Post-Brexit problems

Finally, it’s worth noting there are major implications here for the UK as it heads towards Brexit. The UK’s new Information Commissioner, Elizabeth Denham, recently gave a speech called “Transparency, trust and progressive data protection,” in which she directly addressed the question of what the EU’s new GDPR would mean post-Brexit:

The fact is, no matter what the future legal relationship between the UK and Europe, personal information will need to flow. It is fundamental to the digital economy. In a global economy we need consistency of law and standards—the GDPR is a strong law, and once we are out of Europe, we will still need to be deemed adequate or essentially equivalent.

For those of you who are not lawyers out there, this means there would be a legal basis for data to flow between Europe and the UK.

Whether or not the UK is a member of the EU, and whatever its formal relationship might be, if British companies—for example, in the financial sector—want to process EU personal data, the protection in the UK must be “adequate or essentially equivalent” for data flows from the continent to be permitted. It is therefore likely that the UK government will need to bring in data privacy laws that align closely with the GDPR.

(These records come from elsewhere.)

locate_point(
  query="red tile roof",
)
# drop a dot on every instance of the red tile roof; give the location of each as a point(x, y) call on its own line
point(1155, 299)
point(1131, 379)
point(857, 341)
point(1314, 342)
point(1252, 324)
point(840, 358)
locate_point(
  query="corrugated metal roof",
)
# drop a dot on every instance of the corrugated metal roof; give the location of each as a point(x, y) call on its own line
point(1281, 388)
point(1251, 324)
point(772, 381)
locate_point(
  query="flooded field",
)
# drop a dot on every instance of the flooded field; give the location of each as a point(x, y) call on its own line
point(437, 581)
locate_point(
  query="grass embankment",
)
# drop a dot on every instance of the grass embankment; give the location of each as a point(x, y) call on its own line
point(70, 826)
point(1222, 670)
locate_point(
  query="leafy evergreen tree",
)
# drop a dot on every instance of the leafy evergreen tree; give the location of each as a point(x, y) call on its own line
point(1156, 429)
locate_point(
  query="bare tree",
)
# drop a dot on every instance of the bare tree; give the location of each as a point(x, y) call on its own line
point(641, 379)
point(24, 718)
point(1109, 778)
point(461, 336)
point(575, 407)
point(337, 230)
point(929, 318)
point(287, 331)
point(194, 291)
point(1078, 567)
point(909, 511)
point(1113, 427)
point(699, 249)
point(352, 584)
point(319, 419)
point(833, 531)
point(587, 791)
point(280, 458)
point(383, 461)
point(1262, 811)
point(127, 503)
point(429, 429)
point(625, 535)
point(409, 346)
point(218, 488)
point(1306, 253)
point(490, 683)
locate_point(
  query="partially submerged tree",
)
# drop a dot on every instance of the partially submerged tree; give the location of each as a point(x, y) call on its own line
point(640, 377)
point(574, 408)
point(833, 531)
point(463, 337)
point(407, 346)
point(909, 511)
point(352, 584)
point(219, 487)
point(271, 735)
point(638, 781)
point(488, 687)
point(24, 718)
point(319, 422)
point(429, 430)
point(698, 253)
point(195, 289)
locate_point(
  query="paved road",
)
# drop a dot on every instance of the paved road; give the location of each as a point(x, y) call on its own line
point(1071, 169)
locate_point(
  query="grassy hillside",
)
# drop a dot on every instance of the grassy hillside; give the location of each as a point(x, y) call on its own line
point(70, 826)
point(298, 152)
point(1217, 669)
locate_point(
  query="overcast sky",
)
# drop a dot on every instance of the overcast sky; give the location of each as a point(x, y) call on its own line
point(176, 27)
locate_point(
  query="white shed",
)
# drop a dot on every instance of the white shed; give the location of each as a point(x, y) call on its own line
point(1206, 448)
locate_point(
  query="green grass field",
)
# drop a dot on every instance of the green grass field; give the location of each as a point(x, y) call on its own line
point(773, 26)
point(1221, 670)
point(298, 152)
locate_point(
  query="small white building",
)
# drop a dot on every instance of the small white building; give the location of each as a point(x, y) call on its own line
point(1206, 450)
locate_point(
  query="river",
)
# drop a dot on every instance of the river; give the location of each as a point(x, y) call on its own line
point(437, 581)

However, it’s worth remembering that the reason why Safe Harbour was struck down, and why Privacy Shield may suffer the same fate, is that the EU’s highest court deemed the surveillance carried out by the NSA as excessive and therefore illegal. But we know from Snowden’s documents that GCHQ’s Tempora programme is just as invasive—indeed, Snowden said that historically: “They [GCHQ] are worse than the US.” That raises the interesting question of whether the CJEU would find that GCHQ’s surveillance of data flows is also excessive and therefore illegal under EU privacy laws if a challenge were brought by someone like, say, Schrems.

The UK government has managed to sidestep this issue so far. But once the UK is outside the European Union, continental companies will not want to risk fines of up to four percent of their global turnover by sending personal data to a country which may be judged a privacy pariah by the courts.

As data progresses from being the new oil that helps powers modern economies, to becoming the very life-blood that keeps them alive, data flows will become a key strategic issue for all governments. That’s especially true for the UK, which will depend on them for its new, and as-yet undefined, relationships with the world’s nations, their citizens, and their companies.